Ele disse não conhecer Diogo Vitor e que a B2F deve ter feito o empréstimo. Porém, a petição inicial diz que as duas empresas emprestaram o dinheiro. A assinatura do empresário aparece na procuração dada ao advogado que representa a Elenko no caso.
O que diz Guilherme
O sócio de Garcia também deu sua versão dos fatos. "São casos que têm a ver com algum investimento para potencialização e caso essa potencialização não gere frutos para a Elenko, nada mais justo do que devolver".
"Ao longo de dez anos, devem ter passado mais de 400 clientes pela Elenko.

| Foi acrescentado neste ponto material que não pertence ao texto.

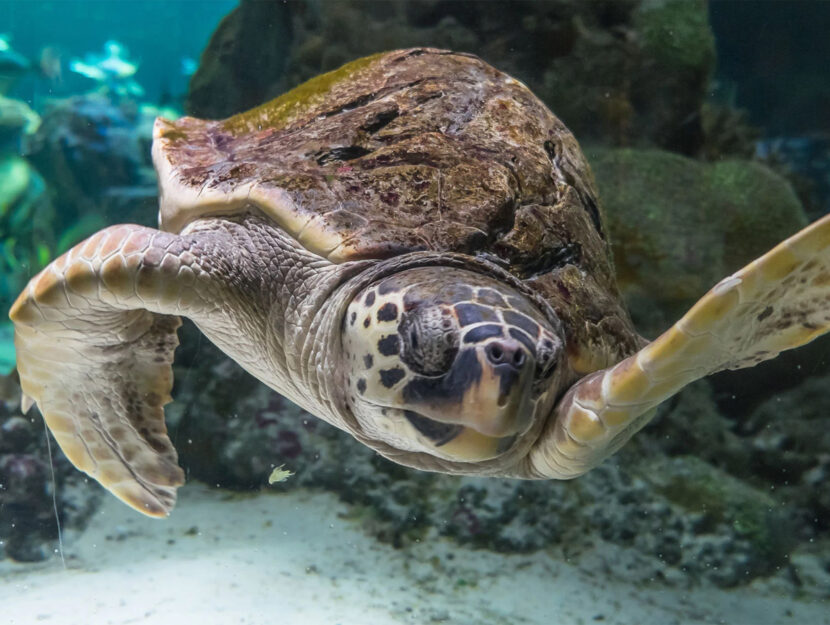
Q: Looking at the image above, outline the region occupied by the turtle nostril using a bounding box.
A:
[484,340,527,369]
[487,343,504,365]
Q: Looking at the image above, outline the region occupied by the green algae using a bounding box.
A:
[222,53,384,136]
[641,456,794,570]
[635,0,715,70]
[586,149,807,336]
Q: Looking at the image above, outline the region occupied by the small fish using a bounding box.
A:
[181,56,199,76]
[38,46,63,82]
[268,464,294,484]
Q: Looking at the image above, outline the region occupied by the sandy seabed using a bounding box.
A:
[0,485,830,625]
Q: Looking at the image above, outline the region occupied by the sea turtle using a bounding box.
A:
[11,49,830,516]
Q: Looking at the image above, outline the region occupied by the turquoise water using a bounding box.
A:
[0,0,830,625]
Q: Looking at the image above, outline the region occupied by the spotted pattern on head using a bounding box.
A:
[343,270,562,459]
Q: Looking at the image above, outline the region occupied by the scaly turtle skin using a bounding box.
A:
[6,49,830,516]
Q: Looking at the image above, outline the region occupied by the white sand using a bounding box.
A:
[0,485,830,625]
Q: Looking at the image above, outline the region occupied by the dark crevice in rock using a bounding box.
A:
[314,145,372,165]
[515,243,582,278]
[362,107,401,134]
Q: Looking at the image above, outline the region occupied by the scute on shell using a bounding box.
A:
[153,49,601,262]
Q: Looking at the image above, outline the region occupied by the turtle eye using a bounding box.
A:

Você vê que essa ocorrência representa menos de 1%. Justamente são os casos de atletas que não costumam honrar compromissos e ficam pulando de galho em galho", acrescentou.
Ponte Corinthians-Zenit
Fernando Garcia é amigo de Andrés Sanchez e irmão de Paulo Garcia, conselheiro vitalício do Corinthians, ex-candidato à presidência do clube e presidente da Kalunga. O empresário se afastou do Conselho Deliberativo depois de pressão de membros do órgão, iniciadas no final de 2014, pelo fato de o estatuto corintiano proibir conselheiros de terem relação com a agremiação na condição de agentes de atletas.
Fernando sempre teve bom trânsito no clube e emprestou dinheiro ao Corinthians. Sua empresa comprou fatias de atletas do Alvinegro quando isso era permitido. Garcia e sua agência também são fortes no Zenit. Em junho, mais um jogador do Timão agenciado pela Elenko acertou sua transferência para a equipe russa: Pedro. O atleta segue no Corinthians até fevereiro.
O Zenit adquiriu a prioridade de compra de Pedro na negociação em que vendeu Yuri Alberto ao Corinthians. Na mesma operação, foram envolvidos, de formas diferentes, Robert Renan, Mantuan e Ivan, hoje emprestado pelo Timão ao Vasco. Du Queiroz foi único atleta vinculado pelo Corinthians na negociação que não é representado pela Elenko.
Segundo Guilherme, Pedro é o único cliente da empresa no time profissional do Corinthians hoje. Ele disse não saber quais são os jogadores representados pela agência na base corintiana.